The scientists claim the possibility of the first experimental evidence of a new type of dark bosons. The researchers conducted two important experiments. Their goal was to search for particles that hold entire galaxies. But the results were conflicting. In the first case, no evidence of the existence of these mysterious particles was obtained. And in the second case, the scientists concluded that it was necessary to continue searching.
The point is that bosons are potential candidates for the role of dark matter particles, which in fact do not have much strength. Unlike the photons that bind molecules and gluons to hold atomic nuclei, the exchange of dark bosons cannot affect their immediate environment. If their existence was proven both in theory and practice, then their total energy could be responsible for the formation of dark energy, the very missing mass that provides the necessary gravity to hold the Universe and galaxies in their formations.

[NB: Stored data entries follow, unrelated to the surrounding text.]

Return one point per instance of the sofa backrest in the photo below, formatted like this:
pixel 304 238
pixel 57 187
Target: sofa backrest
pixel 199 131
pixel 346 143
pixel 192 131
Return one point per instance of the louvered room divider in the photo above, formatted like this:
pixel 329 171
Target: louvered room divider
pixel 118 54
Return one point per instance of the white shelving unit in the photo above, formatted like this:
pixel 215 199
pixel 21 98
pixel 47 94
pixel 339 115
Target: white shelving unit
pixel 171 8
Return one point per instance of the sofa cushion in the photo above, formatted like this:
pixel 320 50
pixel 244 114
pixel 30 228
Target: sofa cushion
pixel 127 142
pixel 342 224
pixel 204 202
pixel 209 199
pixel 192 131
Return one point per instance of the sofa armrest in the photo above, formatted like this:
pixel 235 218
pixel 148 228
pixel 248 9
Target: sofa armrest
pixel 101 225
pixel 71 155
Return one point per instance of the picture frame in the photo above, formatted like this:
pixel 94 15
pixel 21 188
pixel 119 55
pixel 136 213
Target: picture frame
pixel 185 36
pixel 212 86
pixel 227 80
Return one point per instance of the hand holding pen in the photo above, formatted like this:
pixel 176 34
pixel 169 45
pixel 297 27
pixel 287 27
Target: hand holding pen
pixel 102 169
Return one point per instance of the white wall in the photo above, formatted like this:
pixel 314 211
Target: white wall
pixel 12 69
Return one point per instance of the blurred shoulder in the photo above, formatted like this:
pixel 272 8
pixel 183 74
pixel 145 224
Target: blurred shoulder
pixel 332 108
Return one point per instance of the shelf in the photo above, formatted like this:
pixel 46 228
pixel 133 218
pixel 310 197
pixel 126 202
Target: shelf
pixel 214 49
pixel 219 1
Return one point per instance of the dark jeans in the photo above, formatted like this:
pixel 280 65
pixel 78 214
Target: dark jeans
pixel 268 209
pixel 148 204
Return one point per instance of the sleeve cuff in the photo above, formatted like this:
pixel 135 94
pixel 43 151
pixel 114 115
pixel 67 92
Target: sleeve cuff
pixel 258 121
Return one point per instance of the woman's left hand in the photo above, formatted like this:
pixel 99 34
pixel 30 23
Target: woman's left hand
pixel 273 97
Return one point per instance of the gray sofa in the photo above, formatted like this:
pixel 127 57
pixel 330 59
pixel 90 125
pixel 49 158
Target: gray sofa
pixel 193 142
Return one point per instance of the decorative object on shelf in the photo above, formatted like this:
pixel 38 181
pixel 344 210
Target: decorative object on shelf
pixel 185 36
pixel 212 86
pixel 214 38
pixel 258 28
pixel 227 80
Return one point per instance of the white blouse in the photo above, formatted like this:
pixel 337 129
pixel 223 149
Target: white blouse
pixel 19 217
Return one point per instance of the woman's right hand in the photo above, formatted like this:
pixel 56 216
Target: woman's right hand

The scientists say the presence of bosons is as difficult to detect as it is to hear whispers during a storm. However, new studies by the scientists from the Massachusetts Institute of Technology and Aarhus University in Denmark were able to reveal small discrepancies in the location of the electron in the isotope during the jumps between different energy levels.
If oscillations are recorded, then it may indicate certain signs of shocks of dark bosons. In theory, dark bosons could be formed in the process of interaction of an orbiting electron and quarks, they make up neutrons in the nucleus of an atom. During the experiments, the scientists used the ytterbium isotopes.
The second group of scientists chose to experiment with calcium. The experiments are displayed in the form of graphs with changes in the movement of isotopes. The calcium graph turned out to be predictable, but as for the ytterbium, it surprised the scientists, because there was a significant deviation in linearity.
The researchers say that they do not see a reason for any celebrations yet, since various errors, quadratic field shift and other factors can affect. But they have to find an explanation why no oddities were found in the experiment with calcium, and in the case of another isotope, the scientists were in for a surprise.
The addition of new particles that have power to the standard model of physics does not yet bring anything new, but the fact of their discovery is already of great importance for the science.